Vittime reati violenti: occorre provare l'impossibilità di ottenere il risarcimento

Occorre dare la prova dell'impossibilità della vittima di conseguire il risarcimento del danno da parte del responsabile del reato, per ottenere dal giudice la condanna dello Stato a corrispondere l'indennizzo previsto dalla direttiva 2004/80/CE del 29.04.2004.
Lo ha stabilito il Tribunale di Torino con sentenza n. 2067/2017, pubblicata il 18 aprile 2017, rigettando la domanda di parte attrice per difetto di prova sul punto.
Nella sentenza il Tribunale torinese ha stabilito che è necessario verificare se la parte attrice ha dimostrato la sussistenza dei presupposti per la tutela dei diritti riconosciuti dalla direttiva non attuata dallo Stato.
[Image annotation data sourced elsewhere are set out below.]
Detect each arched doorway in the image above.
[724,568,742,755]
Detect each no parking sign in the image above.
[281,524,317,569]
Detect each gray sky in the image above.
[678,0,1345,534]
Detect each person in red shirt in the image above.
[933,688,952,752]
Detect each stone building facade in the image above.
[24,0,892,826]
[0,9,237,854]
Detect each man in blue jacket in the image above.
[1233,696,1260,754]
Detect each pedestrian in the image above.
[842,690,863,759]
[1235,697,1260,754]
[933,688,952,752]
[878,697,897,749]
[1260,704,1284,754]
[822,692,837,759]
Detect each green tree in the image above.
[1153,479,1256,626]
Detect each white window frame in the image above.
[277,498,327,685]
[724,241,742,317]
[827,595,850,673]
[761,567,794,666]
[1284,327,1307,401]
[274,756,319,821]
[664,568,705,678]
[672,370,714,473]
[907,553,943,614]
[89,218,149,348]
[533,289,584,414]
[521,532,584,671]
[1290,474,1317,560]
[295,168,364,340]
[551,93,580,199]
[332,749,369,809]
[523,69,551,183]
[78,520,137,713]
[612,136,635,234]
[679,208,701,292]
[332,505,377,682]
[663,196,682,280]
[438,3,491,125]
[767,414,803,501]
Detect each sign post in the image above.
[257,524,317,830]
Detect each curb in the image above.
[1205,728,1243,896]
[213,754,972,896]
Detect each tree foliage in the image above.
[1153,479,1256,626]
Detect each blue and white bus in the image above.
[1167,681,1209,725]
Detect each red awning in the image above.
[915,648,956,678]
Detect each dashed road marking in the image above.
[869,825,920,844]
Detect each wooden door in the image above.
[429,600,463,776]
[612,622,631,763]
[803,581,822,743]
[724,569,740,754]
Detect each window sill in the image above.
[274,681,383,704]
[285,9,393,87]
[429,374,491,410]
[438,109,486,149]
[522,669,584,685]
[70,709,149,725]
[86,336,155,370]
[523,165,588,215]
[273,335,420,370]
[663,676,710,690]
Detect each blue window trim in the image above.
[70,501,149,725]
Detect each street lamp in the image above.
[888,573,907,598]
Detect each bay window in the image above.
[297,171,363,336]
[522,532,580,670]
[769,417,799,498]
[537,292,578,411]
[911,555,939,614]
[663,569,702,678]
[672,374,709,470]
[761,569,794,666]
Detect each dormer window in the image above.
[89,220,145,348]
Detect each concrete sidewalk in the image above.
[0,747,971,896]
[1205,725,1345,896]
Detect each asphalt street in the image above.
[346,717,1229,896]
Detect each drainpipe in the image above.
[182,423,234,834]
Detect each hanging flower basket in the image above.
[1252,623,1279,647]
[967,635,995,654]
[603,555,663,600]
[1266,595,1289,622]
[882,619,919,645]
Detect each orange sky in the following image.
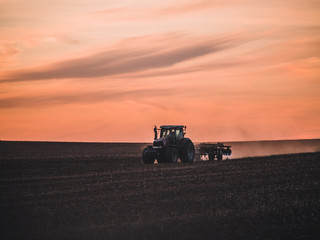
[0,0,320,142]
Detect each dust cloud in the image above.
[225,139,320,159]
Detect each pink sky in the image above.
[0,0,320,142]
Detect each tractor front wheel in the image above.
[181,140,195,162]
[165,147,178,163]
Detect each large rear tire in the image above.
[142,148,155,164]
[165,147,179,163]
[180,139,195,162]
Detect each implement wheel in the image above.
[142,148,155,164]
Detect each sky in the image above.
[0,0,320,142]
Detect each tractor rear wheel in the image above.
[180,139,195,162]
[165,147,178,163]
[142,148,155,164]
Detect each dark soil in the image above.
[0,143,320,239]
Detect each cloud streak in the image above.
[0,88,180,109]
[1,35,248,82]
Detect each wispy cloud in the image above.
[94,0,231,21]
[1,35,249,82]
[0,88,179,108]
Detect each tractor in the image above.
[142,125,195,164]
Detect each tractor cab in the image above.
[154,125,186,142]
[142,125,195,164]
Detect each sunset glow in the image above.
[0,0,320,142]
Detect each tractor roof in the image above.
[160,125,185,129]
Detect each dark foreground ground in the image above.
[0,142,320,239]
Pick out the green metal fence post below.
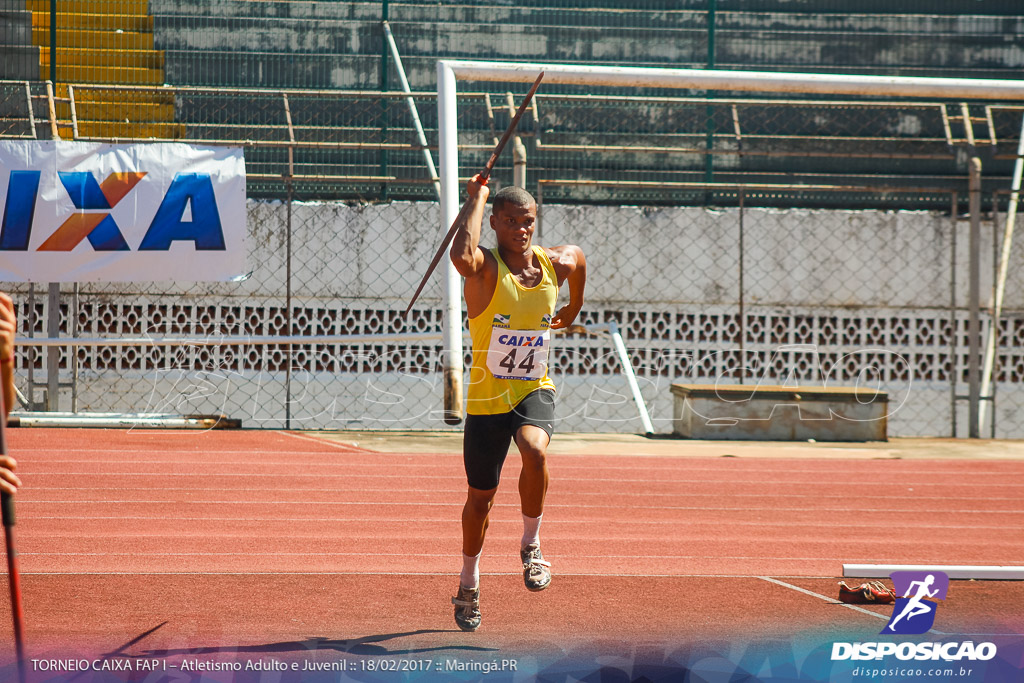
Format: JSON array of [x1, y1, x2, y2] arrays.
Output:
[[380, 0, 390, 202], [705, 0, 718, 191]]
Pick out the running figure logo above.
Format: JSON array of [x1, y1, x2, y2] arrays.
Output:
[[882, 571, 949, 635]]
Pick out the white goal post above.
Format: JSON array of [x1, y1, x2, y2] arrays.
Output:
[[437, 59, 1024, 430]]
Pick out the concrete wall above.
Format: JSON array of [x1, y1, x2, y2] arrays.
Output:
[[16, 196, 1024, 436]]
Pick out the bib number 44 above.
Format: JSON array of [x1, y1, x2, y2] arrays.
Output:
[[487, 330, 551, 380]]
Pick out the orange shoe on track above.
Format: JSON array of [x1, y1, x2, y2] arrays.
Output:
[[839, 581, 896, 605]]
La finalità della detta direttiva si evince dal considerando 10 in base al quale <<Le vittime di reato in molti casi non possono ottenere un risarcimento dall'autore del reato in quanto questi può non possedere le risorse necessarie per ottemperare a una condanna al risarcimento dei danni, oppure può non essere identificato o perseguito>>.
L'indennizzo a carico dello Stato è dunque cogente solo in presenza del presupposto dell'impossibilità di esercitare la pretesa nei confronti del responsabile in quanto incapiente o non identificato.
Ciò si evince, prosegue il giudice torinese, oltre che dalla citata norma europea, anche dalla giurisprudenza comunitaria; in particolare, tra l’altro, dalle conclusioni dell'Avvocato Generale presso la Corte di giustizia europea, presentate il 12 aprile 2016 nella causa C-601/14 promossa dalla Commissione europea contro la Repubblica italiana, definita con la sentenza dell'11 ottobre 2016, nelle quali vi sono plurimi riferimenti al presupposto dell'insolvenza o mancata identificazione del responsabile.
In linea con tali presupposti, anche la legge 122/2016, allo stato priva dei decreti attuativi, all'articolo 12 ha previsto per il riconoscimento dell'indennizzo il requisito della preventiva infruttuosa escussione del responsabile.
Nel rigettare la domanda di parte attrice il Tribunale di Torino afferma che <<difetta (…) non solo qualsivoglia previo tentativo di escussione (…), ma altresì un principio di prova documentale attestante indagini patrimoniali negative>>.
Anche se non è necessaria la “prova rigorosa” del preventivo non utile esercizio di azioni risarcitorie nei confronti dei responsabili e della loro non solvibilità, essa non può ritenersi in “re ipsa” e nemmeno fondata su presunzioni, occorrendo, quanto meno, un principio di prova documentale attestante l'espletamento di indagini patrimoniali negative.